Anche è vero che ci saranno voci minoritarie che criticheranno alcune posizioni espresse nel Motu Proprio.
Penso al musicologo francese Jacques Viret che nella prefazione ad un mio libro dice: “Secondo Aurelio Porfiri - e siamo d'accordo - una delle cause dell'attuale declino della musica liturgica, è la perdita della voce "romana", vale a dire italiana. Questa vocalità, scrive, è "nobile, fiera, espressiva, non sentimentale"; e il cantante usa le parole cantate come il predicatore fa con le parole dette (l'accento, ad-cantus, è il legame vocale, musicale, tra loro). L'estetica vocale dei cori inglesi, considerata da alcuni la perfezione nella musica sacra, è molto diversa: un'espressione del temperamento britannico, certo, come afferma Aurelio Porfiri, ma anche una derivazione del movimento ceciliano o del Cecilianesimo.
Questo movimento, che apparve in Germania nel XIX secolo, iniziò con una buona intenzione, vale a dire di purificare la musica liturgica dalle sue moderne contaminazioni profane; ma esaltava un'estetica corale segnata dal sentimentalismo romantico, quindi inappropriata rispetto alle antiche polifonie.
Pio X fu un fervente seguace del Cecilianesimo: il 22 novembre 1903, festa di Santa Cecilia, pubblicò il suo Motu Proprio Tra le sollecitudini che riformò la musica liturgica della Chiesa latina secondo la linea Ceciliana. Oltre al canto gregoriano, repertorio ufficiale e tradizionale - ribadito come tale nel 1963 dal Concilio Vaticano II - fu ora accettata solo una polifonia a cappella, di cui Palestrina, gran maestro della scuola romana nel XVI secolo, fornì modelli eminenti. Il prestigio del Palestrina, salutato da Victor Hugo come "padre dell'armonia" (« Puissant Palestrina, vieux maître, vieux génie, / Je vous salue ici, père de l’harmonie, / Car, ainsi qu’un grand fleuve où boivent les humains, / Toute cette musique a coulé de vos mains ! » (« Que la musique date du XVIe siècle », dans Les Rayons et les Ombres, 1840)), si basa in parte sul ruolo decisivo che avrebbe avuto durante il Concilio di Trento per salvare la polifonia che avrebbero pianificato di estromettere dalla liturgia, con il pretesto che impediva ai fedeli di comprendere le parole cantate. Palestrina compose quindi la sua famosa messa di papa Marcello per dimostrare che una polifonia semplificata non interferisce con la comprensione delle parole.

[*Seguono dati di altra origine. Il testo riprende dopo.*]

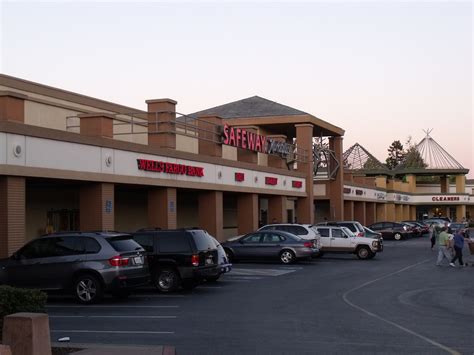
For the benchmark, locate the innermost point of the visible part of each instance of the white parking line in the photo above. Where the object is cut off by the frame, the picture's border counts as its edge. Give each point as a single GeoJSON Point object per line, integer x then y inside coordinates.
{"type": "Point", "coordinates": [106, 306]}
{"type": "Point", "coordinates": [106, 331]}
{"type": "Point", "coordinates": [140, 317]}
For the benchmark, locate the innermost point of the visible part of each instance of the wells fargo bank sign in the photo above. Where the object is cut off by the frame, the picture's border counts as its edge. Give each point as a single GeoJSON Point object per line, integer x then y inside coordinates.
{"type": "Point", "coordinates": [444, 198]}
{"type": "Point", "coordinates": [169, 168]}
{"type": "Point", "coordinates": [241, 138]}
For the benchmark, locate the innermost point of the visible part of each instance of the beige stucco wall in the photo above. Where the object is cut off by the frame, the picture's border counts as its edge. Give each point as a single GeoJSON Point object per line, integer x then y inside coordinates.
{"type": "Point", "coordinates": [40, 200]}
{"type": "Point", "coordinates": [131, 209]}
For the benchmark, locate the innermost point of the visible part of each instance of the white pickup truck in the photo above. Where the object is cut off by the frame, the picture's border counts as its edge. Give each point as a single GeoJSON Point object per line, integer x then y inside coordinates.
{"type": "Point", "coordinates": [342, 240]}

Il ruolo svolto da Palestrina come "salvatore della musica sacra" non è, come è stato affermato, una leggenda inventata dai gesuiti come parte della loro politica controriformistica: si basa certamente su una verità storica. Vedi il nostro articolo “La Messe du pape Marcel et son histoire: légend ou réalité ? », In Regards sur la musique vocale de la Renaissance italienne (dir. J. Viret), Lione, Éditions À Cœur Joie e Strasbourg, Presses Universitaires, 1992, pp. 139-183. Nella stessa opera abbiamo dedicato uno studio dettagliato al pezzo più famoso nel repertorio dei cantori pontifici: "Une oeuvre mitique: le Miserere d'Allegri" (pp. 231-269).
Un altro campione del Cecilianesimo, Lorenzo Perosi (1872-1956) probabilmente collaborò alla stesura del Motu Proprio. Un compositore di talento, ebbe un brillante inizio nel 1890 con una serie di oratori stilisticamente vicini alle opere di Puccini e ammirati in Italia e all'estero. Grazie al cardinale Sarto, futuro Pio X, nel 1902 viene chiamato alla direzione del coro della Cappella Sistina e mantenne questa posizione fino al 1956, a intermittenza perché dal 1907 soffriva di disturbi mentali e neurologici. Domenico Bartolucci, maestro di Aurelio Porfiri, gli succedette fino al 1997” (in Cantate inni con arte e con suono melodioso). Una opinione controcorrente.